Dor is an Associate Professor of Secondary Mathematics Education in the Area of Cognition and Development at the University of California Berkeley Graduate School of Education where he researches mathematics learning and teaching. He develops and evaluates theoretical models of these processes by analyzing empirical data collected during implementations of his innovative pedagogical design. Drawing on embodiment and sociocultural paradigms, Abrahamson is particularly interested in modeling how learners coordinate between intuitive and formal views on situated phenomena and what roles teachers play in ushering these coordinations. Abrahamson’s analyses of pedagogical interactions focus on student and teacher use of informal inference, various modalities, media, discursive genres, semiotic systems, and metaphor.
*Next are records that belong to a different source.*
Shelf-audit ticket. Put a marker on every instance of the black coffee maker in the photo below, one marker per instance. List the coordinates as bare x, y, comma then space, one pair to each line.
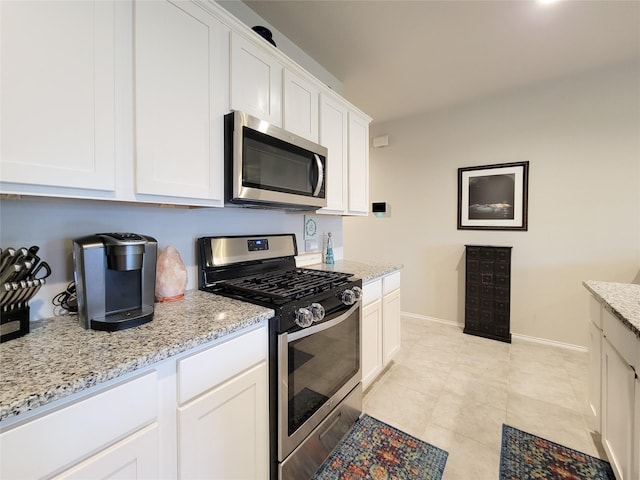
115, 275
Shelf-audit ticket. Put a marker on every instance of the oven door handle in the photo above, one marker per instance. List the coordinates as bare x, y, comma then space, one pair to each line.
305, 332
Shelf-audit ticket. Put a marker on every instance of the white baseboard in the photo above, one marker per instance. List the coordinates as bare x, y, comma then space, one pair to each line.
516, 336
416, 316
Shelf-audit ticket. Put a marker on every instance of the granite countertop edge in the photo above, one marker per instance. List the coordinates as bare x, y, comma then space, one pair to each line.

At the core of Abrahamson’s practice are cognitive domain re-analyses with an eye on creating learning materials and activities. Using both traditional media, such as concrete manipulatives, and recent technologies, such as motion sensors, touch screens, and agent-based simulations, Abrahamson has worked mostly on the concepts of proportion and probability. This line of research also informs the creation of design frameworks.
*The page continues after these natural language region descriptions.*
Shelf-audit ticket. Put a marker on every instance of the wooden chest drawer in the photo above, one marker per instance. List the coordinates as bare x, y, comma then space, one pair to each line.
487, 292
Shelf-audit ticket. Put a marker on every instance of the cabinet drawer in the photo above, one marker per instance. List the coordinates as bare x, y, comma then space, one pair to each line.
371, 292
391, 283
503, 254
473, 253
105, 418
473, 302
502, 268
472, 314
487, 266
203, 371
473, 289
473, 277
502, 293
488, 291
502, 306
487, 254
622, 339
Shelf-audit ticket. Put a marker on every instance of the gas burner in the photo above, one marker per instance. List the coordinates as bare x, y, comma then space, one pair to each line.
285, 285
Abrahamson directs the Embodied Design Research Laboratory. EDRL projects are typical of the design-based research multi-disciplinary approach: inspired by all children’s capacity to deeply understand mathematics subject matter, and driven by specific conjectures as how to engender such understanding, EDRL members create activities involving mixed-media materials they engineer, construct, and refine on the basis of empirical studies.
Abrahamson’s PhD co-advisors at Northwestern University were Karen Fuson and Uri Wilensky. Abrahamson is recipient of a National Academy of Education/Spencer Postdoctoral Fellowship for Seeing Chance, a design-based research project that investigated how students build personal meaning for probability concepts.